EarthScope / ringserver

Apache License 2.0
30 stars 17 forks source link

Behaviour on old data arrival #42

Closed jschaeff closed 1 year ago

jschaeff commented 1 year ago

Hello,

I need to understand a weird behaviour we see in our slarchive processes.

We have a ringserver configured to serve data from an existing directory. Lets consider the following scenarii:

  1. Old data (lets say from 3 days ago) is added in the scanned repository as a new file Does ringserver streams the old data ? Will the slarchive clients get the data eventually ?

  2. Old data (lets say from 3 days ago) is added in the scanned repository in an existing file Does ringserver streams the old data ? Will the slarchive clients get the data ?

Thanks for your insights !

chad-earthscope commented 1 year ago

Hi @jschaeff.

First, a clarification for context: ringserver does not serve data from the file system. Data are only served from the internal buffer, which is a First In First Out (FIFO) style buffer. Data scanned from the file system with the built-in scanning facility are inserted into the buffer as the files are discovered. It does not matter the data-time of the records, or time or name of the files, records are simply inserted as they are discovered. The scanner keeps track of files that it has read, so if the files grow (are appended to) after they are read, the new data will be read when the scanner checks them in the next pass of the scanner.

By default all files in the specified base directory, and sub-directories, are read. Which files are read can be controlled with the Match and Reject sub-options. In special cases existing files may be skipped depending on the setting of InitCurrentState and StateFile.

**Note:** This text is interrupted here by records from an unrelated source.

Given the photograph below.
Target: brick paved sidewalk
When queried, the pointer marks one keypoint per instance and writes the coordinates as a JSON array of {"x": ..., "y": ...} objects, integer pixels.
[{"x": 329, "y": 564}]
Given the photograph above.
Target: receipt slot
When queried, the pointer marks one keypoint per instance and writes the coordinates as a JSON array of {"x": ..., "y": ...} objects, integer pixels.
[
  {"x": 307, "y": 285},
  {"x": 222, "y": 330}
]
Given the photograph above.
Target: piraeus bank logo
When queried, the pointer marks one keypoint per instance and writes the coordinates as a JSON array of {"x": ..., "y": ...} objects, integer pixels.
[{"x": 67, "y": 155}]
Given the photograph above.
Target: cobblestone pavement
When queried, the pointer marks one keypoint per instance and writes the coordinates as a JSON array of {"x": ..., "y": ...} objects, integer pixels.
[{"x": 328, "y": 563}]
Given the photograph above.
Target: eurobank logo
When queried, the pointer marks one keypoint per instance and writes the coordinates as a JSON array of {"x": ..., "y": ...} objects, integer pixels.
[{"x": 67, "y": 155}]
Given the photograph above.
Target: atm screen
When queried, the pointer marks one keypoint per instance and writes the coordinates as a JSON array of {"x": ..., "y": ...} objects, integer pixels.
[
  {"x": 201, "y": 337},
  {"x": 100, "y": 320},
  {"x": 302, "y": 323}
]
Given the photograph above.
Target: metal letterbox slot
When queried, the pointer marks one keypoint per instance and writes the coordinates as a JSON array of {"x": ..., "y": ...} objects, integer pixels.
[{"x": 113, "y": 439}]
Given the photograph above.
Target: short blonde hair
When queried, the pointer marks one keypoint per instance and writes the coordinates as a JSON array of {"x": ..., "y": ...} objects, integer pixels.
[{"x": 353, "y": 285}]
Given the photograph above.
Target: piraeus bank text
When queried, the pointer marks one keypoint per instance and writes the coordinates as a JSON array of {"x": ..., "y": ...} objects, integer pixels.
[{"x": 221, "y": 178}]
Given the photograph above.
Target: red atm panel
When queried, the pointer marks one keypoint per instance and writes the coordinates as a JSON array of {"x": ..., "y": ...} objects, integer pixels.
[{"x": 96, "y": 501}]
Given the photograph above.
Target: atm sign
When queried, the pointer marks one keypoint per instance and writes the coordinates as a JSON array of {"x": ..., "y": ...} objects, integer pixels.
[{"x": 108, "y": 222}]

Old data (lets say from 3 days ago) is added in the scanned repository as a new file Does ringserver streams the old data ?

Yes.

Will the slarchive clients get the data eventually ?

Yes, it should, depending on selections

Old data (lets say from 3 days ago) is added in the scanned repository in an existing file Does ringserver streams the old data ?

Yes.

Will the slarchive clients get the data ?

Yes, it should, depending on selections

Fundamentally, ringserver does not much care about the time of the data, either in files that it scans or the buffer used to stream data to clients. Data is inserted into the buffer (via scanning or a client connection) and if clients have a matching subscription it will be transmitted to them. The only exceptions are that it can a) report the extents, earliest and latest, for similarly named data (streams/channels) and b) filter/skip data based on data time for "time window" requests.

chad-earthscope commented 1 year ago

Oh, but now I remember another characteristic regarding modification time of files being scanned using the build-in scanner. A description is in the code as:

  • The file scanning logic employs the concept of active, idle and
  • quiet files. Files that have not been modified for specified
  • amounts of time are considered idle or quiet. The idle files will
  • not be checked on every scan, instead a specified number of scans
  • will be skipped for each idle file. The quiet files will never be
  • checked ever again.

Files are considered idle if not modified in the last 7200 seconds (2 hours), and then are scanned less often for efficiency. Perusing the code, I do not see that the classification of quiet is ever used in ringserver, this option may be exposed in a future release.

jschaeff commented 1 year ago

Thank you for those explanations.

Cheers